İşsizim. Bu sadece benim mi sorunumdur?
Anayasa’da “çalışmak” bir hak olarak tanımlanmıştır. Anayasa’nın 49. Maddesine göre:
“(1) Çalışma her yurttaşın hakkı ve ödevidir.
(2) Devlet, çalışanların insanca yaşaması ve çalışma hayatının kararlılık içinde gelişmesi için, sosyal, ekonomik ve mali önlemlerle çalışanların korur ve çalışmayı destekler; işsizliği önleyici önlemleri alır.”
Peki işsiz kaldığım zaman, iş bulmam için bana yardımcı olacak bir kurum var mıdır?
Çalışma Dairesi’nin bir görevi de her işçiyi uygun bir işe yerleştirmek, her patrona da aradığı niteliklerde işçi ile temas kurmasını sağlamaktır. İş Yasası’nın 59. Maddesi bu konuda şöyle der:
“(1) İşçilerin uygun oldukları işlere yerleştirilmelerine ve çeşitli işler için uygun işçi bulunmasına Daire aracılık eder.
(2) Bu Yasa kuralları uyarınca kaydolan işyerleri, işçi gereksinimlerini Daire aracılığıyla karşılar. Ancak, işveren kendi arzu ettiği ve işe almak istediği işçi veya işçileri, Daireye işsizlik kaydı yaptırarak işe alabilir. Aksi takdirde Dairede işsiz kaydı olanlar diğer başvuru sahiplerine göre öncelikli olarak değerlendirilirler.”
İş Yasası’nın 60. Maddesi’nde de Çalışma Dairesi’nin görevleri tanımlanırken şöyle denir:
“(1) Daire, her çeşit ekonomik işletmelerle, serbest sanat niteliğinde olan diğer işler için bilgi toplar, işçi isteme ve iş aramanın düzene bağlanması yolunda gerekli çalışmaları yapar ve hizmet akitlerinin yapılmasına yardımcı olur.”
İş Yasası’na göre, özel sektördeki her türlü işe giriş çıkış işlemi Çalışma Dairesi aracılığı ile yapılmak zorundadır. Yani hiçbir işçi kendi başına bir patronun yanında çalışmaya başlayamaz veya bir patron da Çalışma Dairesi aracılığı ile kayıt yaptırmayan bir işçiyi işe başlatamaz.
Peki iş bulmak için benim ne yapmam gerekir?

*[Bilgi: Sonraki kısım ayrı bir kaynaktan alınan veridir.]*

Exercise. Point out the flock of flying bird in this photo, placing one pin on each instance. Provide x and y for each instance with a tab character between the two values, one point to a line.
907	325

İşsiz kalnış ve iş arıyorsak, Çalışma Dairesi’ne giderek, İstihdam bölümüne işsiz kaydınızı yapmamız gerekir. Burada bize, eğitim durumumuz, yaşımız, daha önce yaptığımız işler, uzmanlık ve ilgi alanlarımız, özel bilgi ve becerilerimizle aradığımız işin niteliğine dair sorular sorulur. Bu bilgiler alınarak, işçi arayan patronlardan temin edilen bilgilerle karşılaştırılır.

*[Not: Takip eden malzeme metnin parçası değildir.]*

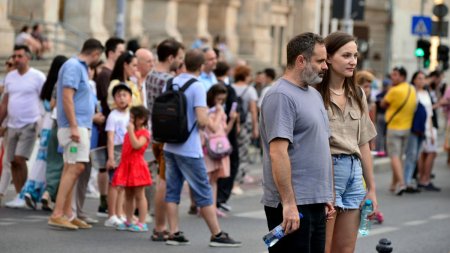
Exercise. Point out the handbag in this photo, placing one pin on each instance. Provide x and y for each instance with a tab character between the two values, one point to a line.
398	110
218	147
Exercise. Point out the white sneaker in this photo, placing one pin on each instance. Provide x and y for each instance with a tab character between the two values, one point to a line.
17	202
148	219
113	222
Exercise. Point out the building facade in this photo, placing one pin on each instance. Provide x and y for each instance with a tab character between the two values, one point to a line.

Eşleşen durumlarda bize haber verilir ve iş başvurusu yapmamız için ilgili işyerine yönlendiriliriz…
Patron, Çalışma Dairesi’nden gönderildiğim zaman beni işe almak zorunda mıdır?
Böyle bir zorunluluk yoktur. Ancak her patron işe alacağı işçiyi Çalışma Dairesi’ne işsiz kaydını yaptırmış kişiler arasından seçmek zorundadır. Daire, eşleştirmeyi düzgün yaptığı sürece bir patronun değilse diğer patronun yanında çalışmaya başlarız.

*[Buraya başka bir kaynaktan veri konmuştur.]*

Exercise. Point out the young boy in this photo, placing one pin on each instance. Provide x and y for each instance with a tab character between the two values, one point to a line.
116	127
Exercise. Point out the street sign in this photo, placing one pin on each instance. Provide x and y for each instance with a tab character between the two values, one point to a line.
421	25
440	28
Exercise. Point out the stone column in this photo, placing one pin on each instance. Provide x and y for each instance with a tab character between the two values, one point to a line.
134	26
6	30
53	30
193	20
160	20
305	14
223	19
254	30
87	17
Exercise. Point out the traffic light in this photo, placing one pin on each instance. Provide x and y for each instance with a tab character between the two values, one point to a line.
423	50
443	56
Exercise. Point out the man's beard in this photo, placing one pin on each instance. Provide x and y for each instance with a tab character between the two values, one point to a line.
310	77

Eğer patron beni işe almak zorunda değilse, neden Çalışma Dairesi’ne haber vermeden işçi alamıyor?
Aslına bakılırsa, yasal olarak hiçbir patron Çalışma Dairesi’ne işsiz kaydı yaptırmamış birisini işe alamaz. Ve bu, biz işçilerin avantajınadır. Basit ve gereksiz gibi görünen bu konu, biz işçiler açısından uygulandığı takdirde büyük bir haktır.
Ancak ülkemizde bu yasal zorunluluk hiçbir zaman gerçek anlamı ile uygulanmamıştır. Yani pratikte hiçbir karşılığı yoktur. Çalışma Dairesi aracılığı ile işçi almak zorunda olmak, patronların hoşlanmadıkları ve uygulanmaması için ellerinden geleni yaptıkları çok önemli bir konudur. Böyle bir uygulama gerçekten hayat bulsa, çalışma hayatındaki birçok sorun kendiliğinden çözülür, bazıları da çözülme yoluna girerdi…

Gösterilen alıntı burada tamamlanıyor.